Inspector Robson caught Dick's hand, forced it open, forced a sovereign into it, and closed the young man's fingers over it, holding the hand tight in his to prevent the money being returned. In the execution of a ruthless action the Inspector's muscles were of iron.

"If you drop it, or try to give it me back," he said, "I'll lock you up and charge you with loitering for an unlawful purpose. What will Florence think when she sees your name in the papers and my name charging you? Be sensible for once, Dick, if you've any feeling for her."

The blood rushed up into Dick's face, and he staggered as if he had been struck; but he recovered himself quickly, and was the same indolent, easy-mannered being as before.

"Thank you, uncle; I'll keep the sovereign. Before the week's out I daresay I shall get something to do. The mischief of it is, there's nothing stirring; stagnation's the order of the day. If I could hit upon something startling and be first in the field, I should get well paid for it. Would you object to my dashing on the colour in an article headed, 'A Night in an Inspector's Office.'? I think I could make it lurid."

Before the laughing Inspector could reply a constable entered, holding by the arm a poorly dressed woman of woebegone appearance. Her gestures, her sobs, the wild looks she cast around, were those of a woman driven to distraction. Clinging to her skirts was a little girl as woebegone and white-faced as her mother.

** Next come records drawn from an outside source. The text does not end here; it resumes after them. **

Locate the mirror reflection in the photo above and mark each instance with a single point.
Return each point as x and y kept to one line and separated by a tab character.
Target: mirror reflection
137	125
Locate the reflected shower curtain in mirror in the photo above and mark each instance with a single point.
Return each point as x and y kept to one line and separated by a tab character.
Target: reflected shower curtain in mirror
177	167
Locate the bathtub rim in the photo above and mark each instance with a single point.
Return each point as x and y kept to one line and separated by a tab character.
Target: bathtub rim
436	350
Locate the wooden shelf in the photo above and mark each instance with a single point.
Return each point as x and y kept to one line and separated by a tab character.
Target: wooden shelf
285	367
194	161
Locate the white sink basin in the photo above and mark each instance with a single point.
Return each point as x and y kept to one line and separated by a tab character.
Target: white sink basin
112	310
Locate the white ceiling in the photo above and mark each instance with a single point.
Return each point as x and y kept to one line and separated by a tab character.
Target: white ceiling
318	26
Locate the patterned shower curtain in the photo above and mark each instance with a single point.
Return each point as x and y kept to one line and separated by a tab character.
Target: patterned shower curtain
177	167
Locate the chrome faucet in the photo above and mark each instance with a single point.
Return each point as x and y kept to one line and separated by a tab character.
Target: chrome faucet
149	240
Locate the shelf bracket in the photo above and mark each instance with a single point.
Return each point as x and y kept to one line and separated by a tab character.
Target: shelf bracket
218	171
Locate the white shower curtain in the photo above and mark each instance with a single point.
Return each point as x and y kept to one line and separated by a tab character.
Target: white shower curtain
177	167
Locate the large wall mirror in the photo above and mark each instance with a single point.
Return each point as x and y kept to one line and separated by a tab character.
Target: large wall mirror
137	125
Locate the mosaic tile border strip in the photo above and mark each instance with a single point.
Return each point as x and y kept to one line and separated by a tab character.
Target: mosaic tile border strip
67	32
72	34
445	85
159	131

Inspector Robson instantly straightened himself; he was no longer a private individual, but an officer of the law prepared for duty in whatever complicated shape it presented itself.

"She's been here half-a-dozen times to-night, sir," said the constable, "and last night as well, and the night before. She's lost her husband, she says."

"My husband-my husband!" moaned the woman. "Find him for me-find him for me! He's gone, gone, gone! Merciful God! What has become of him?"

Inspector Robson saw at a glance that here before him was no woman maddened by drink, but a woman suffering from terrible distress; and by a motion of his hand he conveyed an order to the constable, who instantly took his hand from the woman's arm.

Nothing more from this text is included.